Lucas diz que Jesus freqüentava a sinagoga aos sábados. Isso demonstra que Jesus era um homem de oração. Junto com a oração Lucas sublinha que Jesus era um homem profundamente MISERICORDIOSO. Jesus é a encarnação da misericórdia divina, já anunciada no trecho de hoje. Lucas, por fim, anuncia em seu Evangelho a UNIVERSALIZAÇAO DA SALVAÇÀO QUE VEM ANUNCIADA POR JESUS. Jesus não veio para os homens do sistema religioso vigente, para os homens de poder, de posses. Ao contrário, Jesus veio para os pobres, para os excluídos, para aqueles que estão à margem da sociedade. A salvação vem para todos, para todos que aderem ao projeto de vida de Jesus Cristo.

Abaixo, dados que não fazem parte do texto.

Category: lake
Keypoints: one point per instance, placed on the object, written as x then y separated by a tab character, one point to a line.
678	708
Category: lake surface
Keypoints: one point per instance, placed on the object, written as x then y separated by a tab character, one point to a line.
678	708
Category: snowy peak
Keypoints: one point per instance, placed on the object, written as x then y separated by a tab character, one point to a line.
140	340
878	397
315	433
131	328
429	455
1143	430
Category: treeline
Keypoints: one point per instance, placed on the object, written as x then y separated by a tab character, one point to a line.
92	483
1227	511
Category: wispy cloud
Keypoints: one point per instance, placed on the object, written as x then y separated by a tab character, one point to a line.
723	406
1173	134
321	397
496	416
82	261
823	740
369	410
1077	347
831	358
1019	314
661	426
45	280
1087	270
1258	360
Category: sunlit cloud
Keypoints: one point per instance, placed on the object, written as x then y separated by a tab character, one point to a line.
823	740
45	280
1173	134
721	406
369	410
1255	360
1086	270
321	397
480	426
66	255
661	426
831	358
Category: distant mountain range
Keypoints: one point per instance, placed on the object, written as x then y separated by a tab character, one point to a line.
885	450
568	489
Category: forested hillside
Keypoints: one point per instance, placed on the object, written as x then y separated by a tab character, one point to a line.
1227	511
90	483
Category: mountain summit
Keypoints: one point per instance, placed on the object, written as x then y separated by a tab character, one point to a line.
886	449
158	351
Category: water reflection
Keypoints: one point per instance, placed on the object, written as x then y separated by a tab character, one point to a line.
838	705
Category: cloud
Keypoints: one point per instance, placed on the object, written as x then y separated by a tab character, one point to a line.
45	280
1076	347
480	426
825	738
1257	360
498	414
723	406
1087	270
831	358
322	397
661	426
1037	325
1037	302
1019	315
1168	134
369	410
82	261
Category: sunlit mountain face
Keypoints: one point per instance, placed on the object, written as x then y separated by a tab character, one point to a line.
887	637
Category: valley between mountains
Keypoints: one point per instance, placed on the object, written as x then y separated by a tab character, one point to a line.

Lucas fala da genealogia e da vida de Jesus: ele ressalta que Jesus tem família, um emprego, amigos, ressalta a geografia, a cultura, a sociedade e de então, e como não poderia deixar de ser, fala da vida dos homens de oração do tempo de Jesus e da própria vida de fé do Senhor.
Meus queridos Irmãos,
Lucas demonstra que desde o seu Batismo Jesus é o homem repleto do Espírito Santo de Deus: “O Espírito Santo descerá sobre ti e a força do Altíssimo te cobrirá com sua sombra”(cf. Lc 1,35).
Jesus inicia a sua vida pública com a fala do v. 18: “O Espírito do Senhor está sobre mim”(v. 18). Lucas sublinha o início da pregação com a ação do Espírito Santo. A salvação trazida por Jesus se mostra como poderosa força do Espírito Santo, que opera nele. A mesma coisa dirá os Atos: “Deus ungiu Jesus de Nazaré com o Espírito Santo e com seu poder, e ele andou fazendo o bem e curando todos os oprimidos pelo diabo, porque Deus estava com ele”(cf. At 10,38).
O Evangelho anuncia os preferidos de Jesus: os pobres, os presos e os cegos. Cabe uma reflexão pessoal: será que nós nos preocupamos com os pobres, com os presos e com os cegos? Será que nós nos preocupamos com os que estão à margem da sociedade. Pobres e excluídos no sentido material, mas, sobretudo, no sentido espiritual, na carência de Deus e da sua fé salvadora. Os presos não somente dos cadeiões, mas os presos aos bens do mundo, a alienação do poder, do ter, do ser, do estar, do fazer, do humilhar. Os cegos da auto-suficiência, da arrogância, da ganância, da falta de fé.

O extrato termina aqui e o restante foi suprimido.